The following code works, but I don't like that it needs to create intermediate vectors.
const std::vector<cv::Point> points { .... };
fmt::print("20 points per line:\n{}",
points | ranges::views::transform([](const auto& point) {
return fmt::format("({}, {})", point.x, point.y);
})
| ranges::views::chunk(20)
| ranges::views::transform([](const auto& chunk) {
// really ugly
return chunk | ranges::to<std::vector<std::string>>;
})
// but how can I do this otherwise?
| ranges::views::intersperse(std::vector<std::string>{"\n"})
| ranges::views::join
| ranges::views::join
| ranges::to<std::string>);
Can I somehow intersperse a linebreak every 20 strings by directly specifying that this is supposed to be a range of the same type, or otherwise get around the intermediate to<vector<string>>?
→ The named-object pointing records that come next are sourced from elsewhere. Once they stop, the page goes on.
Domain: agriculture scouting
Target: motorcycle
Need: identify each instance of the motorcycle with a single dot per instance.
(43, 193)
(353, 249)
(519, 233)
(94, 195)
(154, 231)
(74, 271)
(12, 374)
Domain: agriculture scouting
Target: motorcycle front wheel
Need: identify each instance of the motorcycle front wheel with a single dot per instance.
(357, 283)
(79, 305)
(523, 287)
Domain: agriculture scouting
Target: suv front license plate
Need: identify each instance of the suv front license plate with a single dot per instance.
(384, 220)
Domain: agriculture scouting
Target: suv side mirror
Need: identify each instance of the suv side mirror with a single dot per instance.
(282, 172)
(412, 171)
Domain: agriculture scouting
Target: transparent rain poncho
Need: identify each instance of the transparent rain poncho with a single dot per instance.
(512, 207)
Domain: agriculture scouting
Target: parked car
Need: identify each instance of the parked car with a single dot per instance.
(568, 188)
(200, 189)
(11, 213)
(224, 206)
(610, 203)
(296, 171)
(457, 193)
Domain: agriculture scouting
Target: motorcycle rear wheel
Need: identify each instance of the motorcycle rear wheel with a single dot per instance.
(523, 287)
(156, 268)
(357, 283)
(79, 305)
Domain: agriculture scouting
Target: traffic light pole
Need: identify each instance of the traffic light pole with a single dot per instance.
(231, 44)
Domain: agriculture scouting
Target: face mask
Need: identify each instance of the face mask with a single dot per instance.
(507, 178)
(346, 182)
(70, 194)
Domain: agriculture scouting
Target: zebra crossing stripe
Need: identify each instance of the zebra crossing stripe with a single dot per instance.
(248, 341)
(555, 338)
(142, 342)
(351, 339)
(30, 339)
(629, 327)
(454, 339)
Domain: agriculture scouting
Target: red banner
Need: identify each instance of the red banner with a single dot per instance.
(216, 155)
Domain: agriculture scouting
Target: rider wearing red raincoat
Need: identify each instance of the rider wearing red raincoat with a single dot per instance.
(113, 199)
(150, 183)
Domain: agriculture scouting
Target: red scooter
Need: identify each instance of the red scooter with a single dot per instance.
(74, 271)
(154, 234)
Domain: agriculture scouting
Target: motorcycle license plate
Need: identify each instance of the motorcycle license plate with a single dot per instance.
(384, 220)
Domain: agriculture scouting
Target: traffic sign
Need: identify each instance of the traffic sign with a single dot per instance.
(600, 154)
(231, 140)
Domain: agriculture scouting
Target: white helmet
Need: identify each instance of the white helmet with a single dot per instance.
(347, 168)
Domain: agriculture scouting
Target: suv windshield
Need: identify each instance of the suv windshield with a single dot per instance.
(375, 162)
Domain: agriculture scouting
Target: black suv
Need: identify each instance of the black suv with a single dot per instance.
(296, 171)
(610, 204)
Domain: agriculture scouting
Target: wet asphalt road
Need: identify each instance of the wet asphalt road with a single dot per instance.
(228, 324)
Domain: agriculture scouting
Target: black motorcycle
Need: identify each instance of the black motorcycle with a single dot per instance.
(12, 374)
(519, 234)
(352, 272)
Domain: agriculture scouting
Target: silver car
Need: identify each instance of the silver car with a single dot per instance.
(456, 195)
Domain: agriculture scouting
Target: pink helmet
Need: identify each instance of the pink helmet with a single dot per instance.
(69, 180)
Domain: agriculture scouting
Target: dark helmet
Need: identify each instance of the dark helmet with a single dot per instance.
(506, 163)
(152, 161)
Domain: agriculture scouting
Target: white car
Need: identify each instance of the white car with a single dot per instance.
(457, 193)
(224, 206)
What doesn't work, for reasons I don't understand, is just using
| ranges::views::intersperse(ranges::view::single(std::string{"\n"}))
directly after the chunk.
You can use concat view instead.
https://godbolt.org/z/WYoqr1z9G
std::string result = points
| ranges::views::transform([](auto&& point) {
return fmt::format("({}, {})"sv, point.x, point.y);
})
| ranges::views::chunk(5)
| ranges::views::transform([](auto&& chunk) {
return ranges::views::concat(chunk | ranges::views::join, "\n"sv);
})
| ranges::views::join
| ranges::to<std::string>;
EDIT
As in what I was mentioning in comment, is about C++23 implementation of interparse -- join_with; godbolt
auto result = points
| ranges::views::transform([](auto&& point) {
return fmt::format("({}, {})"sv, point.x, point.y);
})
| ranges::views::chunk(5)
| ranges::views::transform([](auto&& chunk) {
return chunk | ranges::views::join | ranges::to<std::string>();
})
| ranges::views::join_with("\n"sv)
| ranges::to<std::string>();
If someone knows how to flatten a chunk_view to string_view compatible without allocating additional string copies that is much appreciated.